The Ukranian players Dmytro Federenko and Kateryna Zavoloka have between them been responsible for the very distinctive Kvitnu label in their home country – both of them musicians and have released stuff as Kotra or Zavoloka, while Kateryna has always executed the imaginative and innovative graphic design and packaging for that label. They’re both in Vienna just now (I think the label continues to operate from that hotbed) and recently teamed up as Cluster Lizard, to release the vinyl LP Edge Of The Universe (LE CABANON RECORDS LECABANONSA001). Both of these musicians profess a fondness for dark, science-fiction dystopias (especially Zavoloka, if her 2017 Syngonia album is a good indicator) and Edge Of The Universe is another great soundtrack for exploring the “outer limits” of the dark galaxies, with its mind-spinning speculations about ‘The End Of Time’ and ‘Afterlife Drift’. It’s as though the edges of the known universe correspond exactly to their notions about life and death – if we sailed over the edge, we would cease to exist (like early conceptions of the flat earth). Though generally pessimistic in its disposition, there is much to enjoy in the flawless execution of these layered synth tones. Today my taste runs to the brooding and tense anti-ambient droners, such as the grim ‘Biomass of Beauty’, while fans of rhythmic Kosmische music will enjoy the more uptempo (but no less stern) tunes with their sequenced beats and breaks. (30/10/2017)
From same label, we have Othello Auburn’s Two-Way Switch (LE CABANON RECORDS LECABANON004. This fellow professes an interest in “the exchange of Earth-Moon-Earth signals” and built his own radio transmitter when aged just 12 years old.
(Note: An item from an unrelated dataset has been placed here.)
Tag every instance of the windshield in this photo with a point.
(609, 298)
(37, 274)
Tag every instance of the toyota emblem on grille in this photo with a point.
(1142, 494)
All of this is very promising; I was hoping to hear static radio noise remade as art, or speculations about messages from space beaming in to Planet Earth. The record however is simply uncertain electronica doodling with twitchy Techno beats, with little sense of purpose or structure. Sketchy and unfinished, in places even a little irritating. (30/10/2017)
Latest release from the Serein label is Perpetual Journey (SERE014EP) by Strië, a pleasing piece of ambient-electronica-composition from Polish composer Olga Wojciechowska. She favours a lot more “structure” than most performers in this area, forming patterns and suggesting the outlines of melodies with her layers of sound. She’s also not afraid of concision, each piece making its point in a short space of time, and the entire album is only about 30 mins long. Perpetual Journey has an outer-space theme and draws its inspiration from the story of Laika, the first dog in space. Russian cosmonauts are always a popular topic (there’s something weirdly affecting about those early films and photographs; they seem to have arrived from an alternative view of the future), and everyone loves a story involving animals. Strië’s track titles tell the story from ‘Capsule’ to ‘Perpetual Journey’, which is a very compassionate way of telling us that Laika didn’t survive the trip into space; ‘To Never Return Home’ thus has added poignancy, but in Strië’s dream-world, the dog does not die an unhappy death, and is happily orbiting dog-heaven in perpetuity. For some reason I think all of this would have worked as a great song for Kate Bush, if she could write the lyrics for it. However, Strië’s intention is to make some grander philosophical statement about “emotional journeys and strange fates that entangle our lives”. To put it another way, we’re all dogs in space, with little chance of making it back alive. Packaged in cover artwork quite reminiscent of an Alexander Calder mobile from the 1950s. From 20 October 2017.